Description
Abelardo Morell's modern-day use of the camera obscura fuses the ordinary with the imaginary. Alluding to the drawing devices used by artists since the Renaissance to project and copy nature onto paper, his images exemplify the very essence of photography—the focused passage of light through an aperture into a sealed space. Morell finds ordinary rooms and turns them into cameras. Taping black plastic over all the windows, he leaves one 3/8-inch hole, which provides light for the image. He then sets up his large-format camera on a tripod inside the room, focuses his lens on the wall opposite the hole, stops down for maximum depth of field, opens the shutter, and leaves the room. Using eight-hour exposures, he produces simple, elegant demonstrations of camera optics. Morrell's surreal juxtapositions of the inner and outer world combine to create playful yet mysterious scenes of domestic and urban life.
Abelardo Morell
Abelardo Morell American, b.

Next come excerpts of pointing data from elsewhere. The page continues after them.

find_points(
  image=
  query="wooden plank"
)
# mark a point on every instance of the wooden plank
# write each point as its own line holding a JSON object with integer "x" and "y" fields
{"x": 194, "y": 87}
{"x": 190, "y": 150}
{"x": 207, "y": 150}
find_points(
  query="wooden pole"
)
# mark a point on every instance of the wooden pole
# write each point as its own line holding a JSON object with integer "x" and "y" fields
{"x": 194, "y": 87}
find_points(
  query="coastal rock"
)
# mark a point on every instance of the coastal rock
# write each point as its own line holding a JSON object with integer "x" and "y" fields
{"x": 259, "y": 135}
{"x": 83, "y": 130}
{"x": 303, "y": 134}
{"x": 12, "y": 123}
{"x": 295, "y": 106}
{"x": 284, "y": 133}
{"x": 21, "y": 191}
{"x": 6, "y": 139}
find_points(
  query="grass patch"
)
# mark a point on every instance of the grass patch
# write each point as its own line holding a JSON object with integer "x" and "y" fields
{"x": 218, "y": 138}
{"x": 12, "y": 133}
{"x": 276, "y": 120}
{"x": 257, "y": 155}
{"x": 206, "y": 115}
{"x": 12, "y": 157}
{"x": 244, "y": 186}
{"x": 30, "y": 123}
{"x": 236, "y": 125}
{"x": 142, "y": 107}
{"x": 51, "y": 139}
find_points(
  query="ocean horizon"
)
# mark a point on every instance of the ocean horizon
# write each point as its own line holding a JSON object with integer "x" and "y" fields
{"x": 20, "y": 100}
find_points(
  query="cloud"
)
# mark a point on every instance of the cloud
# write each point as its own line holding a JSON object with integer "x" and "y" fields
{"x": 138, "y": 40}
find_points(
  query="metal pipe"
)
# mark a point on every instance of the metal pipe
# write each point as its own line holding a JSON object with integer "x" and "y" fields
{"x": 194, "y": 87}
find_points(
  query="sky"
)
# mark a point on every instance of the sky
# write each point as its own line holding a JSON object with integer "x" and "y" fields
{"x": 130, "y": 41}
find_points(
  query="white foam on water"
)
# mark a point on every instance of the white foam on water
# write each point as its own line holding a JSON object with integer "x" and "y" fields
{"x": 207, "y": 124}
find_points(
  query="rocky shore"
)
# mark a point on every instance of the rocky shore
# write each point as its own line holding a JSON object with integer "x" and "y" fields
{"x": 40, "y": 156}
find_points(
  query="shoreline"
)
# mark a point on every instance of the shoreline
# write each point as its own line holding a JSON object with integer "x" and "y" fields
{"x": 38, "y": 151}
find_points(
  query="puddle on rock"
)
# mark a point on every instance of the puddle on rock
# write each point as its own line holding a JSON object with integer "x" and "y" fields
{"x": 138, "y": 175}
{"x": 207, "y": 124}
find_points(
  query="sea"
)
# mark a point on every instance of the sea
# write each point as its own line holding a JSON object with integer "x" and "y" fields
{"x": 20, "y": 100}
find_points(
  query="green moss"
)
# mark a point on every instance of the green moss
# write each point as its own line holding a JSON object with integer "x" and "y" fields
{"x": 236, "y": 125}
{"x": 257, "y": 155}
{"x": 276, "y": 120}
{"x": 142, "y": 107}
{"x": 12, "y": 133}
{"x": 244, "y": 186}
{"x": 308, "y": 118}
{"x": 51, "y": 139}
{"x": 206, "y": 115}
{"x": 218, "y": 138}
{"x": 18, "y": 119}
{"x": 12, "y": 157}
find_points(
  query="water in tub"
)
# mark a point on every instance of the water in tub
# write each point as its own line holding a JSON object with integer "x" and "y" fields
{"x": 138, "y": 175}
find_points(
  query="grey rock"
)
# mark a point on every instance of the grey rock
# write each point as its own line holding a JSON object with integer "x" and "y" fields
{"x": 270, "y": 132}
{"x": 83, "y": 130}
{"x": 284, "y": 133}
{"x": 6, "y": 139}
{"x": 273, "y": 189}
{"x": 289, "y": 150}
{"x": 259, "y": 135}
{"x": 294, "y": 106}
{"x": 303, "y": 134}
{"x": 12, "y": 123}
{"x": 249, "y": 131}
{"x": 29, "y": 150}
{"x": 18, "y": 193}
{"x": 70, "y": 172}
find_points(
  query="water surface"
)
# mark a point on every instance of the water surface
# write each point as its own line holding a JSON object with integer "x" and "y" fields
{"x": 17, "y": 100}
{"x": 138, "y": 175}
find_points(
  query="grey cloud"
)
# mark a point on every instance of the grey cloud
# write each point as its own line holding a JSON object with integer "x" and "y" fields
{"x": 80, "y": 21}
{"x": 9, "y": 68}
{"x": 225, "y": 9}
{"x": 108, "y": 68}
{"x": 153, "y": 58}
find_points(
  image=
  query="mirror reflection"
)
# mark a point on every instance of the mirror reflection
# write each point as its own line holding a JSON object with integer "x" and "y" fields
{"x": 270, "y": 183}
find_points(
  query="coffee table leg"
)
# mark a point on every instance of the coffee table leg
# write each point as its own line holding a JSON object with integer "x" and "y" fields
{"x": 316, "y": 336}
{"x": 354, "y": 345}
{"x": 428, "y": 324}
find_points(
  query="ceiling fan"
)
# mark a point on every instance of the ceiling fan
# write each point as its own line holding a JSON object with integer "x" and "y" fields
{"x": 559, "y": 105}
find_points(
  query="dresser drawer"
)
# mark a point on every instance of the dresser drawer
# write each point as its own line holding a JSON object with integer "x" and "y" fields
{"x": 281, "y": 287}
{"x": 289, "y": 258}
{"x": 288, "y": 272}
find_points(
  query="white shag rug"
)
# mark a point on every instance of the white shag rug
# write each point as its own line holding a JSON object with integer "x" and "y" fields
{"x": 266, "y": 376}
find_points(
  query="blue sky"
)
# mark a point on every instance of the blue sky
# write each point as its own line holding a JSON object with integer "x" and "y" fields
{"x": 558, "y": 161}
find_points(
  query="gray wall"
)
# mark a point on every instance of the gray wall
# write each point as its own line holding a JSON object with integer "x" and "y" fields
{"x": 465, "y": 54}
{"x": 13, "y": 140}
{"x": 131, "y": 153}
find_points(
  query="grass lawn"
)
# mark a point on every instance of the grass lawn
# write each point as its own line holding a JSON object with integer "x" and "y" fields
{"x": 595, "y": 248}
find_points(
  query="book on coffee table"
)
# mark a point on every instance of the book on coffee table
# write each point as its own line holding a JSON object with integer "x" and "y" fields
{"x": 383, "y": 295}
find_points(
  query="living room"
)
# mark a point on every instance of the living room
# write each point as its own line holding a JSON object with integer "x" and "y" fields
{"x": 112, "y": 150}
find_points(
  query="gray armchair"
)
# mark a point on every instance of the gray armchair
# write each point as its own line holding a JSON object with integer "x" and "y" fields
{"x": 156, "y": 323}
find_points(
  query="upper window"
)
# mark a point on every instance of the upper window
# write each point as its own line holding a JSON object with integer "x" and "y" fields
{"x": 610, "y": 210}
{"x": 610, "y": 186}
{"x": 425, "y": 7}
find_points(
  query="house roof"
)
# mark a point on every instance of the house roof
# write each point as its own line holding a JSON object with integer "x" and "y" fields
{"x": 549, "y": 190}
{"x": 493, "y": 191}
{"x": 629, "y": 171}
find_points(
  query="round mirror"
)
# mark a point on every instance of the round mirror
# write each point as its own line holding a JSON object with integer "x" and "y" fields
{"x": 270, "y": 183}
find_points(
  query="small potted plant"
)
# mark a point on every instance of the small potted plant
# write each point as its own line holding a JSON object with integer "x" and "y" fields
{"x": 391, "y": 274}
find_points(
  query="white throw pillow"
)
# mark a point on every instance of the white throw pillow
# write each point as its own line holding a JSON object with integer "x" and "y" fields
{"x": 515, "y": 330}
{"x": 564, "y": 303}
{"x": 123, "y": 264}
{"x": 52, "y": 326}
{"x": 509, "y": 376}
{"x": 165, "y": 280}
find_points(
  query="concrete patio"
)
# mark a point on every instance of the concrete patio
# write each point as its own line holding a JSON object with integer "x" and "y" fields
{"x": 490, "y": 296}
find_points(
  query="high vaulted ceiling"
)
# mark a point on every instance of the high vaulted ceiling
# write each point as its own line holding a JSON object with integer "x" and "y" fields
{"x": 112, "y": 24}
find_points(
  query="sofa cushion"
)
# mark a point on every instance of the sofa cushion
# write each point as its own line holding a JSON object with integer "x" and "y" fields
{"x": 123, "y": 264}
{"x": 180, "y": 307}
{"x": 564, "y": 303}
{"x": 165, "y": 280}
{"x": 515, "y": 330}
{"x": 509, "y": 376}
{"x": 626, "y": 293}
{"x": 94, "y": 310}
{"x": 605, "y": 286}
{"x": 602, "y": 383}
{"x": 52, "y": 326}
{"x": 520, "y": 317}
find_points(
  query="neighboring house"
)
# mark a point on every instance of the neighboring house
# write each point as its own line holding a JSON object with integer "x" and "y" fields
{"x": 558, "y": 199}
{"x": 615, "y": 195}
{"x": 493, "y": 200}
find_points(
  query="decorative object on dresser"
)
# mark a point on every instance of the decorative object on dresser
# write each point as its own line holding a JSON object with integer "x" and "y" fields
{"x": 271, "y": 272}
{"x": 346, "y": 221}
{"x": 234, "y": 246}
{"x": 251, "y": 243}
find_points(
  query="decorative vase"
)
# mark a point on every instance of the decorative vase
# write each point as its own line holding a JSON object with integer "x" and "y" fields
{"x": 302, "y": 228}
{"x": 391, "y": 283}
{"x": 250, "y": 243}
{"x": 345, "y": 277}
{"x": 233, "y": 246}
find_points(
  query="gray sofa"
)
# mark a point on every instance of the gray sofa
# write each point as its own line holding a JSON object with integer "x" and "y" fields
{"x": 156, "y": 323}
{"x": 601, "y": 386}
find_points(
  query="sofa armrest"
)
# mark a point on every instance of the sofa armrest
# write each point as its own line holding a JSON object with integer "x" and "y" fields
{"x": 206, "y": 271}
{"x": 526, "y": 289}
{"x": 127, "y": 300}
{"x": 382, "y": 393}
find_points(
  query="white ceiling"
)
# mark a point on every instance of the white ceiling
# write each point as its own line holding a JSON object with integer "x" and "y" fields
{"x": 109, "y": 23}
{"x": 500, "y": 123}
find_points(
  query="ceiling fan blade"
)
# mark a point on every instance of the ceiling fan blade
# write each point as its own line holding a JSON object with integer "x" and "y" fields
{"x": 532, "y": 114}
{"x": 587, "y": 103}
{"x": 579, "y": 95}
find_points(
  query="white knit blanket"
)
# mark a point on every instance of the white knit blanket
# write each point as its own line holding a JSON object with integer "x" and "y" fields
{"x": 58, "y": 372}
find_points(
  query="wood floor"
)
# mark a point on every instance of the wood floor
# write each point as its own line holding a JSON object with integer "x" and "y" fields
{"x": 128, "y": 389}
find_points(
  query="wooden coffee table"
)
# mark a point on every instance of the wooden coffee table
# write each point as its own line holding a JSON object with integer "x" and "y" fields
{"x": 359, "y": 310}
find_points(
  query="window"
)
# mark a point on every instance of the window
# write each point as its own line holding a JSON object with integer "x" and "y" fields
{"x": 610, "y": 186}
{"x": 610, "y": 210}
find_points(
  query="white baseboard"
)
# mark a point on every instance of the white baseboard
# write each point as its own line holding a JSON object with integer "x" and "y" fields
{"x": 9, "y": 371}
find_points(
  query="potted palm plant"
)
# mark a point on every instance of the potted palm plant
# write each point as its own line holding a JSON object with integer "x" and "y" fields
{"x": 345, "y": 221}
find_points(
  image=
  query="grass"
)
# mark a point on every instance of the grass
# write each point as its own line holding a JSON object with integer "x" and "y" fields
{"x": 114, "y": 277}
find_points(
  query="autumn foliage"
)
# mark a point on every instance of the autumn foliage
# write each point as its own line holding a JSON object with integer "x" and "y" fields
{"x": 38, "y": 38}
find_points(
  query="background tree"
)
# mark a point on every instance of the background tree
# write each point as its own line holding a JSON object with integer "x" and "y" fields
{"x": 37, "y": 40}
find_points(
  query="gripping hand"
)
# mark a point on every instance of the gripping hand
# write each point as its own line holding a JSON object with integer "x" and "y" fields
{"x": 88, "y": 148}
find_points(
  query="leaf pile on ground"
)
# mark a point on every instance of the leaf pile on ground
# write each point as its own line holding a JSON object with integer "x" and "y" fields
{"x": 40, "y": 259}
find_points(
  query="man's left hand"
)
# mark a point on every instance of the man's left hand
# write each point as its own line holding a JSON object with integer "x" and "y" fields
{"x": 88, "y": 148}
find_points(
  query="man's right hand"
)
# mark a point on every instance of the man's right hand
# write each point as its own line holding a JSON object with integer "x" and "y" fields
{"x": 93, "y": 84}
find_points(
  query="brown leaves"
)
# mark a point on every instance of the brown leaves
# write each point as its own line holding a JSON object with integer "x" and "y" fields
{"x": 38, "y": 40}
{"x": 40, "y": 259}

Cuba, 1948- Havana-born Abe Morell became interested in photography while a student of John McKee at Bowdoin College in Maine (B.A., 1977). Fascinated by the surreal, he initially produced manipulated prints of outlandish scenarios. The work of Robert Frank, Diane Arbus, and Henri Cartier-Bresson, however, showed Morell "that straight photography could pack more surrealism into a picture" than he could achieve through manipulation. Adopting a 35mm straight technique, in 1978 he traveled to Miami and New York to work as a street photographer in the vein of Garry Winogrand and Lee Friedlander, continuing in this format at Yale University (M.F.A., 1981). In the late 1980s, Morell began two series for which he is best known: large-scale black-and-white photographs of interior spaces made with a self-built camera obscura, and still lifes of pictures of the pictures in books. The images provide clever post-modern commentary on the nature of photographic representation by referencing the medium's beginnings while simultaneously celebrating the ephemeral magic of light and shadow. Devoid of human subjects, these psychologically complex interior landscapes allude to the changing spheres of childhood and family, and our understanding of history itself, in contemporary middle-class society. Morell has received fellowships from the Cintas Foundation (1992-93) and the John Simon Guggenheim Memorial Foundation (1993-94). He currently chairs the photography department at Massachusetts College of Art and lives in Quincy. A.W.